Simulateurs de Revenus : Salarié vs Auto-Entrepreneur
Simulateur de Revenus pour Salarié
Les calculs sont indicatifs et ne tiennent pas compte de l’ensemble de votre situation. Ils ne se substituent pas aux décomptes réels de l’Urssaf, de l’administration fiscale ou de tout autre organisme.
Comment calculer le salaire net ?
Lors de l'entretien d'embauche l'employeur propose en général une rémunération exprimée en « brut ». Le montant annoncé inclut ainsi les cotisations salariales, qui servent à financer la protection sociale du salarié et qui sont retranchées du salaire « net » perçu par le salarié.
Simulateur de Revenus Auto-Entrepreneur
Les auto-entrepreneurs bénéficient d’un régime très simplifié avec un taux forfaitaire pour le calcul des cotisations et contributions sociales appliqué sur le chiffre d’affaires. Selon le choix de la modalité de paiement des impôts il est appliqué un abattement forfaitaire au titre des frais professionnels.
Comment calculer le revenu net d'un auto-entrepreneur ?

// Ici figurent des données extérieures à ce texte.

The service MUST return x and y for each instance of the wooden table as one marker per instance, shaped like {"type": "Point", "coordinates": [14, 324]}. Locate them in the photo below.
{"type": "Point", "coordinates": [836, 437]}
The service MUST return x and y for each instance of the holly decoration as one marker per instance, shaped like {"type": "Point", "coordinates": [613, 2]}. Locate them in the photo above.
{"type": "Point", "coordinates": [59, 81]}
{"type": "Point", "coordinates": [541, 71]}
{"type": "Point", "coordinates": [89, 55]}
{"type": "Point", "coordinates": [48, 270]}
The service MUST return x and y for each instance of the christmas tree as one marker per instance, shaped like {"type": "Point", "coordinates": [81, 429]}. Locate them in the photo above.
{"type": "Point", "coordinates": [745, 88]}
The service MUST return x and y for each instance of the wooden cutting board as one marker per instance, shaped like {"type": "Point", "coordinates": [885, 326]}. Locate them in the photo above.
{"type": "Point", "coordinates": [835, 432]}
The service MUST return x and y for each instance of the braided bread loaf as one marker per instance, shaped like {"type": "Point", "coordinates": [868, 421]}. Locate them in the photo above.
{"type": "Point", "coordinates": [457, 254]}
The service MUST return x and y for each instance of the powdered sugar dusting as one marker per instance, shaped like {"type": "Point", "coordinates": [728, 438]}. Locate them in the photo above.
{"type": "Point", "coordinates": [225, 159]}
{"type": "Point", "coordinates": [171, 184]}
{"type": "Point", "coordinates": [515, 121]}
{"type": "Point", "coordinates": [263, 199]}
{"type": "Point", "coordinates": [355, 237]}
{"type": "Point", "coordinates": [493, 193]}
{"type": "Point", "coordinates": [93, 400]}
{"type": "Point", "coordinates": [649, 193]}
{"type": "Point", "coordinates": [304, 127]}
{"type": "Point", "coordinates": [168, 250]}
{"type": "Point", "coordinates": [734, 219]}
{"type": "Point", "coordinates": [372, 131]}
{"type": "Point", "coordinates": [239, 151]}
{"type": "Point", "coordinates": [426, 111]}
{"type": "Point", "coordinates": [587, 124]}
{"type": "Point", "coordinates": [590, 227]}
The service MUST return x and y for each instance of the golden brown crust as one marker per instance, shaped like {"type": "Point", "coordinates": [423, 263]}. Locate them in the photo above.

Un auto-entrepreneur doit payer des cotisations et contributions sociales à l'administration. Ces cotisations servent au financement de la sécurité sociale, et ouvrent des droits notamment pour la retraite et pour l'assurance maladie. La formule de calcul complète est donc :
Revenu net = Chiffres d'affaires − Cotisations sociales − Dépenses professionnelles
Comment calculer l'impôt sur le revenu pour un auto-entrepreneur ?
Si vous avez opté pour le versement libératoire lors de la création de votre auto-entreprise, l'impôt sur le revenu est payé en même temps que les cotisations sociales. Sinon, vous serez imposé selon le barème standard de l'impôt sur le revenu.